Managing crisis Featured

8:00pm EDT March 26, 2008

The rising cost of health care is often branded as a crisis and draws the attention of many.

Everyone from special interest groups that lobby to protect their constituents to buying groups interested in spreading risk over larger numbers, from politicians who hope their “solution” will get them elected to office, and, of course, to the average American worker who finds it more difficult each year to pay his or her portion of the premium and faces increased co-payments and other out-of-pocket expenses.

The United States spent $1.6 trillion, or nearly 15 percent of gross domestic product, on health expenditures in 2002. Medicare, the government’s single payer model for seniors, spent $267 billion.

Analysts project national health care expenditures to reach $3.1 trillion by 2012 — nearly twice the amount spent in 2002. The dramatic numbers have a tendency to overstate the obvious — for many, the cost of insurance can be as much as, if not more than, rent or a mortgage.

Until the administration places its focus on the rising cost of health care, those costs will continue to escalate far exceeding the rates of earnings.

Whether you subscribe to a higher monthly premium charged by a health maintenance organization or a payroll tax collected by the government, someone has to pay the bill. Shifting the burden from a premium bill to a tax bill is not acceptable.
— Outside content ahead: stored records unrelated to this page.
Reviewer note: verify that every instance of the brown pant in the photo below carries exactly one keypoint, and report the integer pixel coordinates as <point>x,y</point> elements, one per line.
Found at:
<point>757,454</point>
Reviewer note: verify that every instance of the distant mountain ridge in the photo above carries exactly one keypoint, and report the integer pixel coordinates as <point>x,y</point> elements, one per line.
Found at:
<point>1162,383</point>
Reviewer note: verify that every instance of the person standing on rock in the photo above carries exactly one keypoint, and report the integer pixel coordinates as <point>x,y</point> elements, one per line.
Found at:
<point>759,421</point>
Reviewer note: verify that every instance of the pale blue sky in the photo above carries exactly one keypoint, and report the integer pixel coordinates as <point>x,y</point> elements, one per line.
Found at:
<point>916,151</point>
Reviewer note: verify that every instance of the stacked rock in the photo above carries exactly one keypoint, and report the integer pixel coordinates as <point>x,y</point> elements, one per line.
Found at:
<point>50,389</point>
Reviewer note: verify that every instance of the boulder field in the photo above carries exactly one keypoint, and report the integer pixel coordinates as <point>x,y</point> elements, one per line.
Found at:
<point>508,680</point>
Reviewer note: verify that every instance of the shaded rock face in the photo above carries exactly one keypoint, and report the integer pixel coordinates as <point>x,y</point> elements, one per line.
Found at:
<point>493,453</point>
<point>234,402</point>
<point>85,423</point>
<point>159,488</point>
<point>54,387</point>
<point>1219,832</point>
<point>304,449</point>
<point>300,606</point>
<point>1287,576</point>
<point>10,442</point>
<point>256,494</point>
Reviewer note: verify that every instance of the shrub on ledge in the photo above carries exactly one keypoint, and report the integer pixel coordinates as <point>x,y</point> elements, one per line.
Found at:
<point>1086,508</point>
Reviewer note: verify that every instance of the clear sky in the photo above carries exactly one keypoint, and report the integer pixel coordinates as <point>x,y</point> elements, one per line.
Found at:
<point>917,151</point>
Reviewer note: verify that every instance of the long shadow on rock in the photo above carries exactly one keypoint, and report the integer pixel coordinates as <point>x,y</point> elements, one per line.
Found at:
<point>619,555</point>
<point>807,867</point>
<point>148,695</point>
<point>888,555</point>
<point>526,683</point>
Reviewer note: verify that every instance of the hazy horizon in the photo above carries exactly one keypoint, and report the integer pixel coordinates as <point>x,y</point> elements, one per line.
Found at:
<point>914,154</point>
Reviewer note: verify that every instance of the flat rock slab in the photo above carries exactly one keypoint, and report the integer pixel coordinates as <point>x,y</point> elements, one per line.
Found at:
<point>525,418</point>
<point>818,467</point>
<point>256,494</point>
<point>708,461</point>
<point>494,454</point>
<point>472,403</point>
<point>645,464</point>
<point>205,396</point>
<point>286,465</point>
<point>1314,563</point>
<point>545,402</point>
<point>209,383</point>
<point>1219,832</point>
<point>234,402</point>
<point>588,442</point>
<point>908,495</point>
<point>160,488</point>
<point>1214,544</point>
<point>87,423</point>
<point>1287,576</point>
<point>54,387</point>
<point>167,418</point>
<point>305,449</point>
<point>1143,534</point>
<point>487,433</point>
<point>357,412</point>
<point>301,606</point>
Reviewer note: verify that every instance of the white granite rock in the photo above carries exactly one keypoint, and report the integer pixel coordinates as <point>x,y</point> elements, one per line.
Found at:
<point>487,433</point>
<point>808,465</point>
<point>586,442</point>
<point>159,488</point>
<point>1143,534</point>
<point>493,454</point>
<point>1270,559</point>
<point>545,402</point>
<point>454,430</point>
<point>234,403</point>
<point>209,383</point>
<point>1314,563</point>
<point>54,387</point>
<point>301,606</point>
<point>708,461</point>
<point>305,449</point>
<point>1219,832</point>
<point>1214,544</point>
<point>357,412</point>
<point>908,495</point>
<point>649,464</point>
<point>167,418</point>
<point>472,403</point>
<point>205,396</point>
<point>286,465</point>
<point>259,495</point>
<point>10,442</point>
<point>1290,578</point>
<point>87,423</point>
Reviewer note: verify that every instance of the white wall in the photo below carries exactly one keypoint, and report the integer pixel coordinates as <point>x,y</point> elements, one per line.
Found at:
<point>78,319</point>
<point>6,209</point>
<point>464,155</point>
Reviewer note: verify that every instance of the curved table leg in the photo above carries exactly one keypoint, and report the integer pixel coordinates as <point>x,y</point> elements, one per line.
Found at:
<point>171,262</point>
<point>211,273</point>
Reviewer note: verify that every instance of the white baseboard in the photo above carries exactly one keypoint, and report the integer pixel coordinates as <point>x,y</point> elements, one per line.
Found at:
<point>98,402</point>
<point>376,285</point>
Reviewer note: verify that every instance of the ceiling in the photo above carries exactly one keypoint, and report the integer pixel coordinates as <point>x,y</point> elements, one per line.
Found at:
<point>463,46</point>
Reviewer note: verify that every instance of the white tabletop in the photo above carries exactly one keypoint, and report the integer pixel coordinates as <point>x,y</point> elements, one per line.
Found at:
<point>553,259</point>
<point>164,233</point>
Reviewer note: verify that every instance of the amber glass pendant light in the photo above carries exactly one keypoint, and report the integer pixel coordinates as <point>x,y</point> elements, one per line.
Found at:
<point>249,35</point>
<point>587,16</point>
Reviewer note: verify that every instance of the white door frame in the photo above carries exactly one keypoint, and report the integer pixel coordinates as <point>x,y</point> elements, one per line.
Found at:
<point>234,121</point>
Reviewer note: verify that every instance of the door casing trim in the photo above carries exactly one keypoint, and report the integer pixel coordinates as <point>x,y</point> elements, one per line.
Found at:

Smart Business spoke with Dave Chiappino, sales executive with JRG Advisors, the management company for ChamberChoice, to learn more about health care premiums.

What are the reasons health care premiums continue to rise?

One culprit is known as ‘trend,’ which can be described simply as a prediction of how much health care utilization and corresponding cost will increase during the next policy year. Trend includes:

  • Inflation — the increase in unit cost of services, including provider overhead, etc.

  • Utilization — the increase in the number of services consumed.

  • Cost shifting — As certain payers, such as the government and the uninsured, pay less for services, the providers are forced to charge more to make up the difference.

  • New technology — Having the latest and greatest equipment is one way that doctors and hospitals compete for patients.

  • Prescription drugs — The cost to develop new drugs is staggering. Direct-to-consumer advertising has created an expanding market for these drugs.

Why can’t we gain more control over trend?

During the last 10 years, economic inflation has averaged a manageable 3 percent per year. But health care cost trend has averaged 12 percent per year. One reason for the double-digit inflation of health care cost is that when purchasing medical services, consumers do so without the same discern as for all other purchases of goods and services. While we may receive health care services that cost hundreds or even thousands of dollars, we may pay nothing or a small co-pay or deductible for these services. The consumer literally has no idea of the actual health care cost. There is little incentive for consumers to care what services cost or to consider an alternative service that may be less expensive or even have a better outcome.

How can employers solve rising trends?

Although no single employer is going to lower trend for an insurance company, there are still several things that employers can do to support an overall longer-term solution and, at the same time, lower premiums for themselves.

One, affiliate with an association, insurance company and broker that strongly encourages and supports wellness, and then get your employees involved. Two, consider offering high-deductible health plans so employees and their providers consider cost when looking at treatment alternatives. And, three, provide employees with access to data that is currently available regarding cost and quality so that they can make informed decisions.

If more employers can get their employees and their covered dependents to be discerning and educated consumers, then we have a better opportunity to positively impact some of the factors that contribute to trend and rising health care costs.